Yes, I’m jealous. I’d love to spend the night at the National Archives. Or win a scholarship to Jamboree. I’m too old to apply for these, but my son is old enough for the sleepover. That leads to a final question for every genealogist to answer individually. What is each of us doing to encourage a young person’s interest in family history? How are we sharing not just our research finds, but our passion? Perhaps the National Archives sleepover needs parent chaperones?
 
Q. What sparked your interest in family history? 
I was 15. It was tough going at first, but it got easier after I spoke with Gramma and my other relatives.
» Martina Paetzel, Columbus, Ohio
 
As a member of the younger generation, the desire tugs at your attention throughout your teens, but never really bites you on the bum until you’re on your own. Now that I’m an adult, I have a burning desire to know my roots and see [who else] I may share a bloodline with.
» Melina Kline, Youngstown, Ohio
 
I got really interested on March 3, 1960, while looking at the Brailey family reunion minutes. I discovered my mom and her great-grandmother shared the same birthday, March 3. We were looking at the minutes exactly 100 years after Eleanor (Brailey) McQueen was born.
» Jana Sloan Broglin, Swanton, Ohio 
 

5 Questions with Paul Woodbury

College student Paul Woodbury, winner of the Suzanne Winsor Freeman Student Genealogy Grant, recently graduated from Brigham Young University in Provo, Utah, with a bachelor’s degree in genetics and a minor in family history. His career goals lie in the growing field of genetic genealogy.
1. What sparked your initial interest in genealogy?
When I was in elementary school, I drew the flags [of foreign nations] in my free time and memorized the capital cities of every country. I received a family history binder from my grandparents. The pedigree chart showed my family in Norway, Sweden, Denmark, Germany, France, England and the Isle of Man. Suddenly I had a personal connection to those cultures and places.

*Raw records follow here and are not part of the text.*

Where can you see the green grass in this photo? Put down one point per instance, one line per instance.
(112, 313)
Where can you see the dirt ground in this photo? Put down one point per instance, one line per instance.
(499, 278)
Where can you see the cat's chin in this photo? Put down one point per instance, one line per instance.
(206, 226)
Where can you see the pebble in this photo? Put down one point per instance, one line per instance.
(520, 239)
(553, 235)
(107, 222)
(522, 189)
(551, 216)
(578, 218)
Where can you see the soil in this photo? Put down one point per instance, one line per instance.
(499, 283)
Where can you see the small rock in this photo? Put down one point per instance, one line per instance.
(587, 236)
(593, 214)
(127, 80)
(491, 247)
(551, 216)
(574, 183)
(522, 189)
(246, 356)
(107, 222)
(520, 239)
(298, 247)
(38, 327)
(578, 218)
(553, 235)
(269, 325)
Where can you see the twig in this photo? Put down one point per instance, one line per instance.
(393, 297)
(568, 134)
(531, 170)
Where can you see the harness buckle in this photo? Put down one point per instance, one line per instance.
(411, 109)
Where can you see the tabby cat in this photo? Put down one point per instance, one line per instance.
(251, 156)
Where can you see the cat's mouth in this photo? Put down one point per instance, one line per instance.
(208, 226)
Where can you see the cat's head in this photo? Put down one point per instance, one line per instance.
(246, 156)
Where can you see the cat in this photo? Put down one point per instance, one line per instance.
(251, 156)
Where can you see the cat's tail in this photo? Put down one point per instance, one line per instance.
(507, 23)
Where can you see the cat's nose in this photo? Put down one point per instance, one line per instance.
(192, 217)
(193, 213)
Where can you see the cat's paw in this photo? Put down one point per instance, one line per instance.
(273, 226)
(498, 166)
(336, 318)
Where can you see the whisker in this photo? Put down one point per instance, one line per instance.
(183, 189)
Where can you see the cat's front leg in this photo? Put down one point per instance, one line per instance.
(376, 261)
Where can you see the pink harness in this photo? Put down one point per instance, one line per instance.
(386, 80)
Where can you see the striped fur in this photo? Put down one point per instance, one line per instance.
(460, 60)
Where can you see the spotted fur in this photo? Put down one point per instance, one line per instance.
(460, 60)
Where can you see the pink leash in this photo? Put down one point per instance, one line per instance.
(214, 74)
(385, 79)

2. What turned this interest into a career-worthy passion?
I saw a television series when I was 13 that investigated the family history of African-American celebrities through traditional research and genetic analysis. I decided then that I wanted to pursue a career in genetic genealogy.

 
3. What do you think of the stereotype of family history as an older person’s hobby?
I think it’s a widespread impression, but that it doesn’t have to be. While many may not consider themselves family historians, most people are interested in their own family history. It influences and impacts their own personal story.

4. What advice do you have for helping young people to enjoy genealogy?
Help them connect it to their current interests. If they enjoy science, invite them to take a DNA test. Be willing to help and allow them to help you. Be patient and encouraging. Encourage them to share their discoveries [with family], online and on social media.

 
5. What’s your favorite genealogy technology tool?
DNAGedcom.com. This website and tool is helpful for sorting through genetic cousins and limiting [yourself] to the most informative DNA matches. It helps you to visualize which segments of DNA you received from which ancestors, and triangulate data to determine matches.